Facico / Chinese-Vicuna

Chinese-Vicuna: A Chinese Instruction-following LLaMA-based Model —— 一个中文低资源的llama+lora方案,结构参考alpaca
https://github.com/Facico/Chinese-Vicuna
Apache License 2.0
4.14k stars 422 forks source link

使用finetune_chat.py 微调13B 模型,显存爆了,微调13B需要多少显存 #202

Open tanglaoya321 opened 1 year ago

tanglaoya321 commented 1 year ago

OutOfMemoryError: CUDA out of memory.

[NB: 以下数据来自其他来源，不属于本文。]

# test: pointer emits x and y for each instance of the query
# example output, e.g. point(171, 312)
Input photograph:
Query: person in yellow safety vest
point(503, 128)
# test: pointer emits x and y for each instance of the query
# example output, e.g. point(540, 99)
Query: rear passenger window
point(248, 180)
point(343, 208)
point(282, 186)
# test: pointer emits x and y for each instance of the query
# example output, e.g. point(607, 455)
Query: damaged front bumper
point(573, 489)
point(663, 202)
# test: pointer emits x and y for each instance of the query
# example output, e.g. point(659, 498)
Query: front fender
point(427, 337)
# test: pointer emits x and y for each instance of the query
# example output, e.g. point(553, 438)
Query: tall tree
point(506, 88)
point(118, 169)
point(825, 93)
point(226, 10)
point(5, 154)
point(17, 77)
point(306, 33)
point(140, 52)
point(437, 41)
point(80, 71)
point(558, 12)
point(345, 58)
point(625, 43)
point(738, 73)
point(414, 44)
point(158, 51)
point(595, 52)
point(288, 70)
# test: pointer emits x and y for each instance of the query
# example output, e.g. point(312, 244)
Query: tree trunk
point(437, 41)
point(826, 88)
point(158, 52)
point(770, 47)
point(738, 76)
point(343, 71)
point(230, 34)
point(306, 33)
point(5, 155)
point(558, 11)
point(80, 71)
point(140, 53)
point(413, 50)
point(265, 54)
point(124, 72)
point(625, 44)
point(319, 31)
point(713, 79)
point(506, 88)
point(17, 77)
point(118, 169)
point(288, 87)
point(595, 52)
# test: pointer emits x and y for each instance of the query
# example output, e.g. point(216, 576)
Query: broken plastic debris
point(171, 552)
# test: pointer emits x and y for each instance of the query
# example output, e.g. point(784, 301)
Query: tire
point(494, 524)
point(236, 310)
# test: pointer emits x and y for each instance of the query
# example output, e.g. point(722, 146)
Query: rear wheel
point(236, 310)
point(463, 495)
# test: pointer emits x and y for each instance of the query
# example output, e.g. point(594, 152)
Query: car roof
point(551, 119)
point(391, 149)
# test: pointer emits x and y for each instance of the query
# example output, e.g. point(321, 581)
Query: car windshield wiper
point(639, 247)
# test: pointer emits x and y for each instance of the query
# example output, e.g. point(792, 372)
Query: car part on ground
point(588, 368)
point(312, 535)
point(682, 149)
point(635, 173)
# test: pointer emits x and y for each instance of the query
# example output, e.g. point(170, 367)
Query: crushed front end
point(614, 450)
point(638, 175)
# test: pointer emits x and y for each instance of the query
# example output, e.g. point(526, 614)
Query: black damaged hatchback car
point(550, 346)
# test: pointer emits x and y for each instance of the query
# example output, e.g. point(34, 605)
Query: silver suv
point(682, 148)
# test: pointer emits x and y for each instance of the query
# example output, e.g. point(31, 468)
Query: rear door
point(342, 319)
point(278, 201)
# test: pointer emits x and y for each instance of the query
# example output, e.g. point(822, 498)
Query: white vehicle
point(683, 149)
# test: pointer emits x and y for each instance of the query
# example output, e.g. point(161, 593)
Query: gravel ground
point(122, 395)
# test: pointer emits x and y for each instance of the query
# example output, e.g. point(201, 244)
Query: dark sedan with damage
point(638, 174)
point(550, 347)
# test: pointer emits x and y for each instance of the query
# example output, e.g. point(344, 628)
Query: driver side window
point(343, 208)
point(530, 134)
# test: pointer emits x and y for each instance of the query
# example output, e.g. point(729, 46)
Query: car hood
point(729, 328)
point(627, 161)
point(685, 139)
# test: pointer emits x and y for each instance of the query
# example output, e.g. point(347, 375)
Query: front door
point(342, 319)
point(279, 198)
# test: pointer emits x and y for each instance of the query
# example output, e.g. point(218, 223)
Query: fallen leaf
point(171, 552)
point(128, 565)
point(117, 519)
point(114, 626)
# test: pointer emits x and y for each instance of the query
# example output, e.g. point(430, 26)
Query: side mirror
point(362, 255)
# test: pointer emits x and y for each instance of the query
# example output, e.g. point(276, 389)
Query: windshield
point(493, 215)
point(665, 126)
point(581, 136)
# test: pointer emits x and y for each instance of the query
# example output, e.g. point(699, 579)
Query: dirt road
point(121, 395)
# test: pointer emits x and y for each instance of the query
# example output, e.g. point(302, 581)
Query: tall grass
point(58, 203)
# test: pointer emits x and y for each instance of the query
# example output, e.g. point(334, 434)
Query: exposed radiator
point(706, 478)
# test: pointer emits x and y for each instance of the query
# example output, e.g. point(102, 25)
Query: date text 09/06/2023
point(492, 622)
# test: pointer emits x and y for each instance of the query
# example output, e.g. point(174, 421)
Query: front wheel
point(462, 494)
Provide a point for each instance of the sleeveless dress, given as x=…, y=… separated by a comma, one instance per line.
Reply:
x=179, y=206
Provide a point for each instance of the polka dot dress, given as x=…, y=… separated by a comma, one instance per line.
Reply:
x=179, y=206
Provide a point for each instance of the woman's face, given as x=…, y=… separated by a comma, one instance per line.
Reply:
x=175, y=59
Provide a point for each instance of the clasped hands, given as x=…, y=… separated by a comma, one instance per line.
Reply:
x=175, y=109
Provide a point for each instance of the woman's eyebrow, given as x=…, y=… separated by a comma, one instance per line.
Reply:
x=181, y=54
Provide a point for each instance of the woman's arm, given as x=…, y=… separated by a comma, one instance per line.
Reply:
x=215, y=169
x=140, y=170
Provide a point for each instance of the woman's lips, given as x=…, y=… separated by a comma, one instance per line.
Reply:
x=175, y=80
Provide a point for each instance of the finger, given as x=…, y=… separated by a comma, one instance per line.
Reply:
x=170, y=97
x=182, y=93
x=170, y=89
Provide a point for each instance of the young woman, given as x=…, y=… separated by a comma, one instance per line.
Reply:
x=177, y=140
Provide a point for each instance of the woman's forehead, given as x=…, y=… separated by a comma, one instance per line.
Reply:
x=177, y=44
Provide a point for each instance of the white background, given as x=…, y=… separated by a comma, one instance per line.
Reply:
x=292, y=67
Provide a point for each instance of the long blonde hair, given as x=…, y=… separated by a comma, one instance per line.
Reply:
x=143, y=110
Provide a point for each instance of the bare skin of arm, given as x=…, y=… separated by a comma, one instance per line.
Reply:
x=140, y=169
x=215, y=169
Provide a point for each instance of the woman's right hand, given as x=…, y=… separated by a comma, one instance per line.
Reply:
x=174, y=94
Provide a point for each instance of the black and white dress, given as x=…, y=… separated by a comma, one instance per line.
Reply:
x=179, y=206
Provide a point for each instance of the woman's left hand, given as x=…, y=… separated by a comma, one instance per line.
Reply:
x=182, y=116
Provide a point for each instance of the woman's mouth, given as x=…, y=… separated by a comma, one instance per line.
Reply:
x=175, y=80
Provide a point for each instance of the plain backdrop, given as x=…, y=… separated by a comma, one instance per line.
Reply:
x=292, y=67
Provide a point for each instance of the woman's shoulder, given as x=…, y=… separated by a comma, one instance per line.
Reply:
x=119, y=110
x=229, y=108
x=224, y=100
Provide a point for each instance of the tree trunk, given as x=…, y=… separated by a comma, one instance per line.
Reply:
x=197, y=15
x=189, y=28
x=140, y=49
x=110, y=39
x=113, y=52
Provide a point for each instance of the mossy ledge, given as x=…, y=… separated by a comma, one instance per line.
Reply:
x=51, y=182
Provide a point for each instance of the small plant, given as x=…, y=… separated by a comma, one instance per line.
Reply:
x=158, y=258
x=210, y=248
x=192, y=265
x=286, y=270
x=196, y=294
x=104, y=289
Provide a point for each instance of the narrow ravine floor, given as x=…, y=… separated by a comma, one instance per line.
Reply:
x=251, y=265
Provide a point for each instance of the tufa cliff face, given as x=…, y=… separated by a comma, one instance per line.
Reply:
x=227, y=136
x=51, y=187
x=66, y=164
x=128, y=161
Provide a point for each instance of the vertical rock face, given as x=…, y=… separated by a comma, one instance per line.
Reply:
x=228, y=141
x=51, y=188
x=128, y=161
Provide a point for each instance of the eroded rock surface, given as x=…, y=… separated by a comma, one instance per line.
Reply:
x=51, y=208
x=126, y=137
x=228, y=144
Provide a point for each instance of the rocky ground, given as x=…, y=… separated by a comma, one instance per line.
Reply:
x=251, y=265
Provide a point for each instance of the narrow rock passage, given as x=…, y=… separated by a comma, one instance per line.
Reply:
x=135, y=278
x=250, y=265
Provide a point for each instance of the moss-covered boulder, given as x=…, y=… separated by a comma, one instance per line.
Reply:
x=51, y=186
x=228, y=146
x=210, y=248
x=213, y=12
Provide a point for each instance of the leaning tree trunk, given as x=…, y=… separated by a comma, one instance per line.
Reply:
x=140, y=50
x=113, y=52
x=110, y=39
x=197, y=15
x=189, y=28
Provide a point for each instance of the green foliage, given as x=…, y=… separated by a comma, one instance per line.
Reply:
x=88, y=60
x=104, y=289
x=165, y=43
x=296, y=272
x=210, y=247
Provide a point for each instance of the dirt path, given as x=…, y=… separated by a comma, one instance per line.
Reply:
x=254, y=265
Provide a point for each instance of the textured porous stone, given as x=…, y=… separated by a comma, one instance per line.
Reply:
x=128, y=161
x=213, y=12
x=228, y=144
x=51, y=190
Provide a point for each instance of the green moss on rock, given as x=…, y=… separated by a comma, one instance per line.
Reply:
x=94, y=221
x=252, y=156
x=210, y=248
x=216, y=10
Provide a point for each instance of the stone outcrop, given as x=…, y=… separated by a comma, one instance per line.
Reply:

Tried to allocate 2.38 GiB (GPU 0; 31.75 GiB total capacity; 24.78 GiB already allocated; 1.49 GiB free; 29.21 GiB reserved in total by PyTorch) If reserved memory is >> allocated memory try setting max_split_size_mb to avoid fragmentation. See documentation for Memory Management and PYTORCH_CUDA_ALLOC_CONF

1、使用的是finetune_chat.py 脚本,模型改成了vicuna 13B 模型 2、python 的版本是2.0.0 ,显卡是v100,有4张卡,单张是32G,我配置了3张 其他参数基本都是保持默认的,我看代码里已经是用8bit 加载的,看文档是3090 都能微调13B(24G),是因为是我微调的是chat吗 如果默认是要超过这么多显存,我可以怎么改,让显存不需要那么多

stevenkwong commented 1 year ago

可能跟训练脚本的CUTOFF_LEN有关,可以调小试试

tanglaoya321 commented 1 year ago

改CUTOFF_LEN 和batch_size 后是可以,看着说明说24G 都可以微调,不知道大家是不是直接用24G ,然后没改默认配置就跑起来了

Facico commented 1 year ago

13B用3090跑的,CUTOFF_LEN=2048,可以把batch size开小点试试。 不过13B的那个跑的是finetune的代码,可以把这个代码里TARGET_MODULES 参数和finetune的代码对齐一下,消耗会小一点

machengyan commented 1 year ago

为什么我用3090跑不动finetune 13B模型啊? 之前可以. 配置如下, 没有改动. 加载后占用显存14G, 剩下10G. 然后跑起来瞬间就溢出了. MICRO_BATCH_SIZE = 4 # this could actually be 5 but i like powers of 2 BATCH_SIZE =128 MAX_STEPS = None GRADIENT_ACCUMULATION_STEPS = BATCH_SIZE // MICRO_BATCH_SIZE EPOCHS = 3 # we don't always need 3 tbh LEARNING_RATE = 3e-4 # the Karpathy constant CUTOFF_LEN = 256 # 256 accounts for about 96% of the data LORA_R = 8 LORA_ALPHA = 16 LORA_DROPOUT = 0.05 VAL_SET_SIZE = args.test_size #2000 TARGET_MODULES = [ "q_proj", "v_proj", ]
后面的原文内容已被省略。